Былое — это сон - Аксель Сандемусе
Шрифт:
Интервал:
Закладка:
Ну, а я сам? Остановившись, я, как в зеркало, посмотрелся в окно. Мое лицо было похоже на посмертную маску с живыми глазами. На щеках щетина, грязный галстук. Таким я себя никогда не видел. Человек, которого я увидел в окне, будет потом долго преследовать меня.
Когда я вышел на площадь Турденшельда, на меня накинулся полицейский:
— Сейчас же пройдите в убежище!
Я побежал по направлению к Родхюсгатен. Она была пуста, оглушительно ревели самолеты, стрекотали пулеметные очереди. Где-то впереди раздался крик, но людей я не видел. С самолета, пролетевшего над улицей, на мостовую посыпался град пуль. Прижавшись к запертому подъезду, я в первый раз подумал о том, что мне не страшно. Я закрыл глаза. Неужели все, кого я встретил в то утро, испытали нечто подобное? День, который люди заранее представляли себе днем ужасов, оказался совсем не страшным. Но от этого никому не было легче. Ведь все изменилось, все стало иным. И дело было вовсе не в бомбах, обрушившихся на город, бомбы — это всего лишь вопрос техники, — нет, произошел переворот в человеческих душах, и целый народ пережил этот безумный день, когда страх был уже мертв.

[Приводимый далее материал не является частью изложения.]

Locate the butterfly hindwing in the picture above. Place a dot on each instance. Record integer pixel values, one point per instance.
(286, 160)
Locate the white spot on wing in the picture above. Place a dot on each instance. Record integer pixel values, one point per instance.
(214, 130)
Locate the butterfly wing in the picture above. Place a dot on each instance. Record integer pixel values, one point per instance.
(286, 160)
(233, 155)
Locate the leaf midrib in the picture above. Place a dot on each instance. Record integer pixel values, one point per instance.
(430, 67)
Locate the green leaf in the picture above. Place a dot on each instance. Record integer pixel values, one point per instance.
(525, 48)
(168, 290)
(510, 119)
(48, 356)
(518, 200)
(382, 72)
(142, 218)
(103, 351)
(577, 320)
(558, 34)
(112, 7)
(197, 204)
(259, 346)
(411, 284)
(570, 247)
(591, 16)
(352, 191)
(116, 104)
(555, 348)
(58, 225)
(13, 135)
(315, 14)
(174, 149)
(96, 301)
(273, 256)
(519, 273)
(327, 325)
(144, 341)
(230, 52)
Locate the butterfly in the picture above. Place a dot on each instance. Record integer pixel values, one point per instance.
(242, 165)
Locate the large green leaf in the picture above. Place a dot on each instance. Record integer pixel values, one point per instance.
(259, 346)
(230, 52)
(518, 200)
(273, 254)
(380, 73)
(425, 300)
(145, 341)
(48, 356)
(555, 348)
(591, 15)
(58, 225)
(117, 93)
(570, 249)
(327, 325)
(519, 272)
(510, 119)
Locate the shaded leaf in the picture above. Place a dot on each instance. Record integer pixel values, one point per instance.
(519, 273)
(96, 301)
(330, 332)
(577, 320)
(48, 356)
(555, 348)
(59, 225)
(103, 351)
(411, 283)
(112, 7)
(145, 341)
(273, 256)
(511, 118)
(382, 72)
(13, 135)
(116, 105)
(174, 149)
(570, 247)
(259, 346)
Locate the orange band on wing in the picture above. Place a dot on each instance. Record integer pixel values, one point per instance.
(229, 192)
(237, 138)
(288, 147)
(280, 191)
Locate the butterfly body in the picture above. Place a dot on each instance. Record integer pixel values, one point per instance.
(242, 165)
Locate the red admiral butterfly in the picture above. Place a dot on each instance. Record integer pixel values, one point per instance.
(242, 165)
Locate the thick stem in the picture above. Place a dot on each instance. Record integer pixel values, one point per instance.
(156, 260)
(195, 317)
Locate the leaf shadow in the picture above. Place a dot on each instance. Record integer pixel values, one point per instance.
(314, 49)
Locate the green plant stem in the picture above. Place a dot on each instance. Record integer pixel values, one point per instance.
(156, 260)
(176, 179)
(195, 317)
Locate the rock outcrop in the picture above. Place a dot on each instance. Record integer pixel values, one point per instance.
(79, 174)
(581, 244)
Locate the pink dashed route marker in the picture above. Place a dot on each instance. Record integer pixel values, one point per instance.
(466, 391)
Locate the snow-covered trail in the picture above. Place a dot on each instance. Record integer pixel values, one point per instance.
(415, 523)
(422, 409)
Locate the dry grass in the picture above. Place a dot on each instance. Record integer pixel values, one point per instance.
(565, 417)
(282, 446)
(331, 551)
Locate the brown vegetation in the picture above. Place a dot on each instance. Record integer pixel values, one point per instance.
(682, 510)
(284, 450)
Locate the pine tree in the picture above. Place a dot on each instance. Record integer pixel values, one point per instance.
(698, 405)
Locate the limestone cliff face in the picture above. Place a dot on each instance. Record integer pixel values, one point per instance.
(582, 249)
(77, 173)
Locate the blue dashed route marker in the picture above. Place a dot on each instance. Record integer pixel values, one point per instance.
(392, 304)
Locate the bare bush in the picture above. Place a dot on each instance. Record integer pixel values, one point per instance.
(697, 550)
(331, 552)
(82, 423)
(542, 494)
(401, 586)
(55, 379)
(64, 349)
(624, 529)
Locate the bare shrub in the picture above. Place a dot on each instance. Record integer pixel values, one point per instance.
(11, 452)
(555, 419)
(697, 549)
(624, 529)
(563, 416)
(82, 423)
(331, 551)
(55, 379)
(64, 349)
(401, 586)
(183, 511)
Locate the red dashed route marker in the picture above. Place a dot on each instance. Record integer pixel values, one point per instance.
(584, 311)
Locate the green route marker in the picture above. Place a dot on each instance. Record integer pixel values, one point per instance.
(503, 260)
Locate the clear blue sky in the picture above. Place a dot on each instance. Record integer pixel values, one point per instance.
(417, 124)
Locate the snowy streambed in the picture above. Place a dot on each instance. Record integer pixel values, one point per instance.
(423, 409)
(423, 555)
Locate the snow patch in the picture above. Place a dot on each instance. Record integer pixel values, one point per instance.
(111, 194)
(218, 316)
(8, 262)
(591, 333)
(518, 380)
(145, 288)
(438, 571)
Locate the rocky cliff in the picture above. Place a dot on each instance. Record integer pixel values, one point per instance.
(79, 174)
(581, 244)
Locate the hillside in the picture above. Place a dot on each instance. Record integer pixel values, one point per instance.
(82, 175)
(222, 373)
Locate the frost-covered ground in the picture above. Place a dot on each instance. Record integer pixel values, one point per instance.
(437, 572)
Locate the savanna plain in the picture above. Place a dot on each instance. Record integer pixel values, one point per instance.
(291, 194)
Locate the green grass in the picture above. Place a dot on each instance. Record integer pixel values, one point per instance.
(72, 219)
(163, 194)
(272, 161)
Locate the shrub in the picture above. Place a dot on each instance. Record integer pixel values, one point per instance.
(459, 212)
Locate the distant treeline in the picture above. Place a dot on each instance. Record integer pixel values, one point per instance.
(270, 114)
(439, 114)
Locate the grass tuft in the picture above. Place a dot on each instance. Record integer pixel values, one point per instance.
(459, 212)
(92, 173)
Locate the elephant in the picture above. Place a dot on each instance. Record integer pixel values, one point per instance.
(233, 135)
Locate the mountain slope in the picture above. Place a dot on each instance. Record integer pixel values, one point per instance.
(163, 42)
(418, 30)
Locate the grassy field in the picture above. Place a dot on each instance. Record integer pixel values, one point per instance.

А может, просто то утро выдалось более серым, чем все остальные, серым и беспросветным, вот именно — беспросветным? Я смотрел на пустую улицу вымершего города. Душераздирающе завыла сирена. Труба Судного дня, но только мертвые не воскресли.
Нет, эта серость отнюдь не казалась призрачной. Я зевнул при этой мысли, и моя зевота сама по себе была ответом: скучища. Наверно, накануне я выразил бы это совсем иначе, но слово «скучища» самое подходящее — серая беспросветная скучища.
Я пересек улицу и направился к крепости. Откуда-то уже появились люди. Так было всегда, когда сирены предупреждали о налете: сперва все ненадолго прятались, а потом вылезали посмотреть, от чего же они прятались. Улицы обычно заполнялись задолго до того, как звучал отбой.
Возле крепости было пусто, полиция оттеснила людей к площади Турденшельда. Я шел в полном одиночестве. Окна и стены старой средневековой крепости были изрешечены пулями.
Над фьордом появились новые самолеты, и я вспомнил, что отбоя еще не было. На пристани стояли какие-то ящики, я подошел к ним, отчетливо сознавая, что этого делать не следует. Но мне захотелось к чему-нибудь прислониться.
Придя в себя, я обнаружил, что стою, пошатываясь, недалеко от разбитых ящиков. Я сплюнул. Во рту у меня была земля, глаза запорошило. И заложило уши, я потом еще долго плохо слышал. Бомба разорвалась метрах в пятидесяти, чуть выше, она попала в крепость. Старые ворота разнесло вдребезги, несколько деревьев стояли обезглавленные.
Меня швырнуло на мостовую. В трех шагах от меня среди вывернутых камней и земли валялись моя сигара и шляпа. Сигара сломалась. Ее вышибло у меня изо рта маленьким камешком. Небеса покарали господина, который стоял и курил сигару. Я был цел и невредим, но изрядно перепачкан.
Нет, конечно, я понимал это и раньше. Скучища — не то слово, с трудом думал я, торопливо шагая к центру. Теперь я знал, как это назвать. Мерзость разрушения, — она всегда так действует на людей порядка. Подобное же чувство, но не столь сильное и неприятное, возникает, когда суешь палку в муравейник — беспричинно разрушаешь то, чего разрушать не следует. Муравьи строили, трудились, они не сделали тебе ничего плохого. Ты смотришь, как они безостановочно снуют у твоих ног, и тебе делается неловко.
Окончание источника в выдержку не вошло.